His doctor puts him on Zoloft and he slowly starts feeling normal again. Until he decides that he doesn't need the drugs anymore.
One bad night, Craig ends up calling a suicide prevention hotline. By noon the next day, he has checked himself into a mental hospital.
While some of the book seemed a tad unrealistic to me—he learns more about himself in five days than most would in five years AND finds a lady AND is able to help a bunch of other people in very significant ways—Craig's voice made it easy to suspend my disbelief and just go along for the ride.
His voice did make it difficult for me to really get into the book at first—he's so emotionally disconnected from himself and everyone around him that I found it hard to form attachments. In the hospital, that changes.
I don't think the emotional disconnect is a flaw. It's just the opposite—before Craig checked in, the only person I had any real affection for was his sister, who seemed to also be the only person who could penetrate Craig's fog. As he started to put himself back together, he started making connections with others, which allowed me to do the same. It's pretty impressive.
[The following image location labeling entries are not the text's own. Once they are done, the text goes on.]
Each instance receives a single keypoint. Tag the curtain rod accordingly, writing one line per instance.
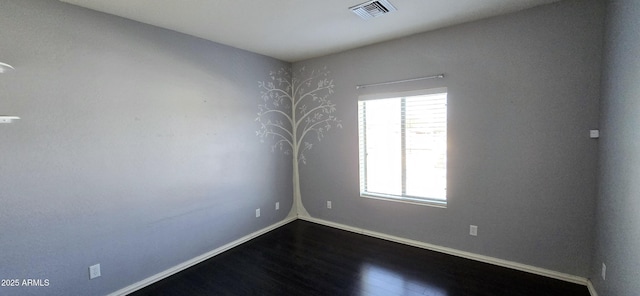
(439, 76)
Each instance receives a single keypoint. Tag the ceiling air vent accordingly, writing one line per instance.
(371, 9)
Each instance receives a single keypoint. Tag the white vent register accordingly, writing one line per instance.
(371, 9)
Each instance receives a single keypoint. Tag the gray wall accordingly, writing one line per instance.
(618, 228)
(523, 94)
(136, 148)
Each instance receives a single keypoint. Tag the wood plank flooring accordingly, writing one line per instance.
(303, 258)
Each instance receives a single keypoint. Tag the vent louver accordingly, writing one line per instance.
(371, 9)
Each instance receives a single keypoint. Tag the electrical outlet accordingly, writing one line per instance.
(473, 230)
(94, 271)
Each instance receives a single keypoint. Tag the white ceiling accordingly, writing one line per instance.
(294, 30)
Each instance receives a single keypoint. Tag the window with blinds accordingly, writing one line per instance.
(403, 148)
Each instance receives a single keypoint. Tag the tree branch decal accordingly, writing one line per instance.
(291, 109)
(294, 107)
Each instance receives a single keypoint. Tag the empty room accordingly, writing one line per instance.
(400, 147)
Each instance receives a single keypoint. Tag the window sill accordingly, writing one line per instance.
(405, 199)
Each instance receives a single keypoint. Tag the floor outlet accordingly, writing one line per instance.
(473, 230)
(94, 271)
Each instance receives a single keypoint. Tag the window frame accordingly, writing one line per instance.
(417, 200)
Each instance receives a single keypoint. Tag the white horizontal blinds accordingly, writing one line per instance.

So. Another J/YA author has shown James Frey what he should have done.
It's Kind of a Funny Story is followed up by this note:
Ned Vizzini spent five days in adult psychiatric in Methodist Hospital, Park Slope, Brooklyn, 11/29/04-12/3/04.
Ned wrote this 12/10/04-1/6/05.
See how it works? Instead of being left wondering which parts are a lie, you are left wondering which parts are true—which people are real. It's a MUCH more positive way of doing things. Thanks for showing people how it should be done, Ned Vizzini.